Dive Brief:
- The Biden administration cannot enforce new HHS anti-discrimination rules for transgender patients, a Mississippi federal judge ruled last week.
- The nationwide block came two days before the policy was set to go into effect on July 5. The rules sought to restore Obama-era protections, banning providers and insurers that received federal funding from discriminating against patients based on their gender identity or sexual orientation.
- Courts have previously struck down or limited healthcare protections for transgender patients, according to Rob Bradner, partner at law firm Holland & Knight. However, the recent U.S. Supreme Court decision to overturn decades old Chevron doctrine could make it easier for conservative courts to justify such decisions by lowering the bar for invalidating federal agency guidance. The decision offers “[judges] more cover to do something they wanted to do anyway,” Bradner said.
Dive Insight:
Transgender healthcare access has been the center of litigation for the past three presidencies, as the Obama, Trump and Biden administrations issued interpretations of how civil rights law might apply to LGBTQ+ healthcare, only to be met with lawsuits from those with opposing ideologies.
In April, the Biden administration sought to justify its new rules under Section 1557 of the Affordable Care Act, which prohibits treatment and coverage discrimination on the basis of race, ethnicity, age, disability or sex — a legal theory favored by the Obama administration.
The administration argued that post-Bostock v. Clayton County, Georgia — a 2020 Supreme Court ruling that found employment discrimination based on sexual orientation or gender identity was unlawful under Title VII of the Civil Rights Act of 1964 — “sex” extends to include gender identity in other federal anti-discrimination matters.

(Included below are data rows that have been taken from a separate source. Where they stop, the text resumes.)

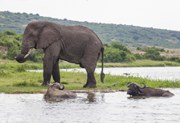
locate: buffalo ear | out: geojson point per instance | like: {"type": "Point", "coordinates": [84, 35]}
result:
{"type": "Point", "coordinates": [47, 36]}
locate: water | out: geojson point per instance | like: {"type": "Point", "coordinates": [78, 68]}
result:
{"type": "Point", "coordinates": [155, 73]}
{"type": "Point", "coordinates": [90, 108]}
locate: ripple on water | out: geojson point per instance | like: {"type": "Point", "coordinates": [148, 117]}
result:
{"type": "Point", "coordinates": [95, 107]}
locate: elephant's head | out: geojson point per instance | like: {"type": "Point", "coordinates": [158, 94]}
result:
{"type": "Point", "coordinates": [134, 89]}
{"type": "Point", "coordinates": [37, 35]}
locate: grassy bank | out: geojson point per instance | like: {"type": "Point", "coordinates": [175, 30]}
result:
{"type": "Point", "coordinates": [15, 79]}
{"type": "Point", "coordinates": [11, 64]}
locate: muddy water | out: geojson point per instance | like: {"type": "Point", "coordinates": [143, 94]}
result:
{"type": "Point", "coordinates": [90, 108]}
{"type": "Point", "coordinates": [155, 73]}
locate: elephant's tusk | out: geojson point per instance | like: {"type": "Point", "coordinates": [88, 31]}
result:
{"type": "Point", "coordinates": [29, 52]}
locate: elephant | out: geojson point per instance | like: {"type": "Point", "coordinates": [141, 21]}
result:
{"type": "Point", "coordinates": [56, 92]}
{"type": "Point", "coordinates": [136, 90]}
{"type": "Point", "coordinates": [75, 44]}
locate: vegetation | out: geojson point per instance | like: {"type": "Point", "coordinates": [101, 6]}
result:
{"type": "Point", "coordinates": [15, 79]}
{"type": "Point", "coordinates": [128, 35]}
{"type": "Point", "coordinates": [114, 52]}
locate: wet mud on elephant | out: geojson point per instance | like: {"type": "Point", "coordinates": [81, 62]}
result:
{"type": "Point", "coordinates": [75, 44]}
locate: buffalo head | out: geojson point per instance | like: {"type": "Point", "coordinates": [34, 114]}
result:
{"type": "Point", "coordinates": [134, 89]}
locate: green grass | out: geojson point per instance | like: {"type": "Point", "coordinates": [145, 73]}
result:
{"type": "Point", "coordinates": [15, 79]}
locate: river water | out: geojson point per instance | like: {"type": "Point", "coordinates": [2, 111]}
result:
{"type": "Point", "coordinates": [97, 107]}
{"type": "Point", "coordinates": [155, 73]}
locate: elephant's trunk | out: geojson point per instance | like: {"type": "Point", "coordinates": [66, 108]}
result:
{"type": "Point", "coordinates": [25, 52]}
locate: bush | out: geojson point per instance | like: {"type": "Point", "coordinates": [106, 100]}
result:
{"type": "Point", "coordinates": [116, 52]}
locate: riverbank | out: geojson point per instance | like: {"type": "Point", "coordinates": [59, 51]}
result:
{"type": "Point", "coordinates": [15, 79]}
{"type": "Point", "coordinates": [12, 64]}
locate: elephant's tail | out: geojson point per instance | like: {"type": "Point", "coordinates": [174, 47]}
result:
{"type": "Point", "coordinates": [102, 60]}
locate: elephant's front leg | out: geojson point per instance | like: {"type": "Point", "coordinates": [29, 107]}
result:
{"type": "Point", "coordinates": [51, 64]}
{"type": "Point", "coordinates": [55, 72]}
{"type": "Point", "coordinates": [47, 67]}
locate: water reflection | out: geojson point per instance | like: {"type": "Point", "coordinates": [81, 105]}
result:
{"type": "Point", "coordinates": [90, 107]}
{"type": "Point", "coordinates": [91, 97]}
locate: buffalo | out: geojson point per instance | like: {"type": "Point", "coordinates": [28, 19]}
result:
{"type": "Point", "coordinates": [56, 92]}
{"type": "Point", "coordinates": [136, 90]}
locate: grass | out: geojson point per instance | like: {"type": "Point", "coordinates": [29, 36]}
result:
{"type": "Point", "coordinates": [15, 79]}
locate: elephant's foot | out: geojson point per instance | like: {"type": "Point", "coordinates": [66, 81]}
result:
{"type": "Point", "coordinates": [89, 85]}
{"type": "Point", "coordinates": [45, 84]}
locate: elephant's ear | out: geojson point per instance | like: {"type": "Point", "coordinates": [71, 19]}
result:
{"type": "Point", "coordinates": [47, 36]}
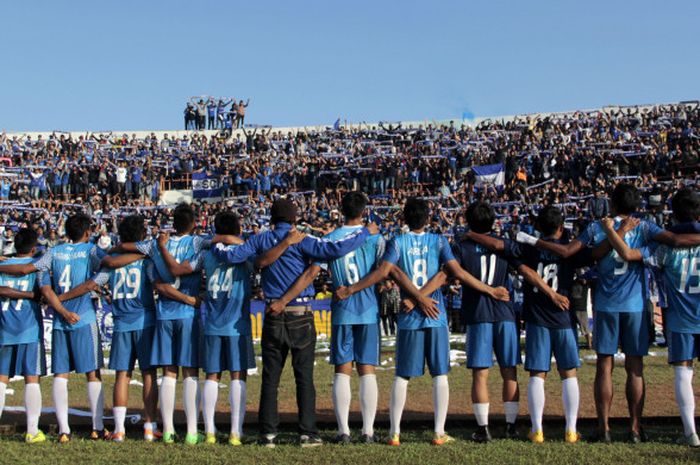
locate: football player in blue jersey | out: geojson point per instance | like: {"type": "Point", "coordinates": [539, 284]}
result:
{"type": "Point", "coordinates": [681, 274]}
{"type": "Point", "coordinates": [21, 334]}
{"type": "Point", "coordinates": [75, 342]}
{"type": "Point", "coordinates": [133, 313]}
{"type": "Point", "coordinates": [620, 316]}
{"type": "Point", "coordinates": [289, 328]}
{"type": "Point", "coordinates": [549, 325]}
{"type": "Point", "coordinates": [176, 338]}
{"type": "Point", "coordinates": [355, 334]}
{"type": "Point", "coordinates": [422, 335]}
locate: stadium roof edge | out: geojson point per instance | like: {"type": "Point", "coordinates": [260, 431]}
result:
{"type": "Point", "coordinates": [293, 129]}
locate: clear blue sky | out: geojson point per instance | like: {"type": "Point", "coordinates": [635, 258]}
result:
{"type": "Point", "coordinates": [132, 65]}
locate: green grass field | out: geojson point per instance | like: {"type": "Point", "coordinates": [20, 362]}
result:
{"type": "Point", "coordinates": [417, 425]}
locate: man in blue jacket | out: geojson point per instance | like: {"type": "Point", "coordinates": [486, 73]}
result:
{"type": "Point", "coordinates": [291, 329]}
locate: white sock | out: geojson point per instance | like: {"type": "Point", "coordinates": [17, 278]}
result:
{"type": "Point", "coordinates": [167, 402]}
{"type": "Point", "coordinates": [342, 395]}
{"type": "Point", "coordinates": [3, 388]}
{"type": "Point", "coordinates": [97, 404]}
{"type": "Point", "coordinates": [119, 418]}
{"type": "Point", "coordinates": [535, 402]}
{"type": "Point", "coordinates": [685, 398]}
{"type": "Point", "coordinates": [511, 409]}
{"type": "Point", "coordinates": [60, 401]}
{"type": "Point", "coordinates": [32, 405]}
{"type": "Point", "coordinates": [369, 395]}
{"type": "Point", "coordinates": [441, 400]}
{"type": "Point", "coordinates": [396, 404]}
{"type": "Point", "coordinates": [570, 399]}
{"type": "Point", "coordinates": [481, 413]}
{"type": "Point", "coordinates": [210, 395]}
{"type": "Point", "coordinates": [189, 401]}
{"type": "Point", "coordinates": [238, 399]}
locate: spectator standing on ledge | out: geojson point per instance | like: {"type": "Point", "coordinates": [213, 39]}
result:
{"type": "Point", "coordinates": [389, 303]}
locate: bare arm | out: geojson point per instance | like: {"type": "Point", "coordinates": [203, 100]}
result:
{"type": "Point", "coordinates": [299, 285]}
{"type": "Point", "coordinates": [18, 270]}
{"type": "Point", "coordinates": [12, 293]}
{"type": "Point", "coordinates": [491, 243]}
{"type": "Point", "coordinates": [175, 268]}
{"type": "Point", "coordinates": [58, 307]}
{"type": "Point", "coordinates": [467, 279]}
{"type": "Point", "coordinates": [294, 236]}
{"type": "Point", "coordinates": [533, 278]}
{"type": "Point", "coordinates": [118, 261]}
{"type": "Point", "coordinates": [169, 292]}
{"type": "Point", "coordinates": [82, 289]}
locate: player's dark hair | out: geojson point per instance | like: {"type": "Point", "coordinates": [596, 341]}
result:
{"type": "Point", "coordinates": [25, 240]}
{"type": "Point", "coordinates": [183, 218]}
{"type": "Point", "coordinates": [353, 204]}
{"type": "Point", "coordinates": [480, 217]}
{"type": "Point", "coordinates": [549, 220]}
{"type": "Point", "coordinates": [415, 213]}
{"type": "Point", "coordinates": [131, 228]}
{"type": "Point", "coordinates": [227, 223]}
{"type": "Point", "coordinates": [625, 199]}
{"type": "Point", "coordinates": [686, 205]}
{"type": "Point", "coordinates": [77, 225]}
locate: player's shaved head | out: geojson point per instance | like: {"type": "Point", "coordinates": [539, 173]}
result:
{"type": "Point", "coordinates": [480, 217]}
{"type": "Point", "coordinates": [625, 199]}
{"type": "Point", "coordinates": [686, 205]}
{"type": "Point", "coordinates": [549, 220]}
{"type": "Point", "coordinates": [415, 213]}
{"type": "Point", "coordinates": [25, 240]}
{"type": "Point", "coordinates": [77, 225]}
{"type": "Point", "coordinates": [131, 229]}
{"type": "Point", "coordinates": [353, 204]}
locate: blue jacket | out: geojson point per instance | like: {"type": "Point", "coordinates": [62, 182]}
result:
{"type": "Point", "coordinates": [279, 277]}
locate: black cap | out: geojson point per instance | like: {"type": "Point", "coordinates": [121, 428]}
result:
{"type": "Point", "coordinates": [283, 211]}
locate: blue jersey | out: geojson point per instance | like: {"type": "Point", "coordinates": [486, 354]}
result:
{"type": "Point", "coordinates": [621, 285]}
{"type": "Point", "coordinates": [67, 266]}
{"type": "Point", "coordinates": [131, 290]}
{"type": "Point", "coordinates": [420, 256]}
{"type": "Point", "coordinates": [490, 268]}
{"type": "Point", "coordinates": [557, 273]}
{"type": "Point", "coordinates": [360, 308]}
{"type": "Point", "coordinates": [227, 306]}
{"type": "Point", "coordinates": [182, 248]}
{"type": "Point", "coordinates": [20, 320]}
{"type": "Point", "coordinates": [681, 274]}
{"type": "Point", "coordinates": [280, 276]}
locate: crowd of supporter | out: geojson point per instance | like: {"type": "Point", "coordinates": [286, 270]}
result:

However, a group of Republican state attorneys general disputed that framework, filing suit against the HHS in May to argue the federal agency had overstepped by issuing the rules.
The plaintiffs said federal courts had previously rejected President Barack Obama’s efforts to extend Section 1557 to gender identity, and further argued the Bostock judges explicitly declined to weigh in on how sex might be defined in other areas of anti-discrimination law, including healthcare.
U.S. District Judge Louis Guirola, a President George W. Bush appointee, agreed, ruling the HHS had “likely exceeded its statutory authority” by applying Bostock to its new rules, while also citing the Supreme Court’s recent decision to overturn the Chevron doctrine.
“Specifically, the Bostock holding did not ‘sweep beyond Title VII to other federal or state laws that prohibit sex discrimination,’” the judge wrote.
Guirola barred the rules from going into effect as the lawsuit proceeds.
“And to the extent that Congress and the Executive Branch may disagree with how the courts have performed [their] job in a particular case, they are of course always free to act by revising the statute,” Guirola added.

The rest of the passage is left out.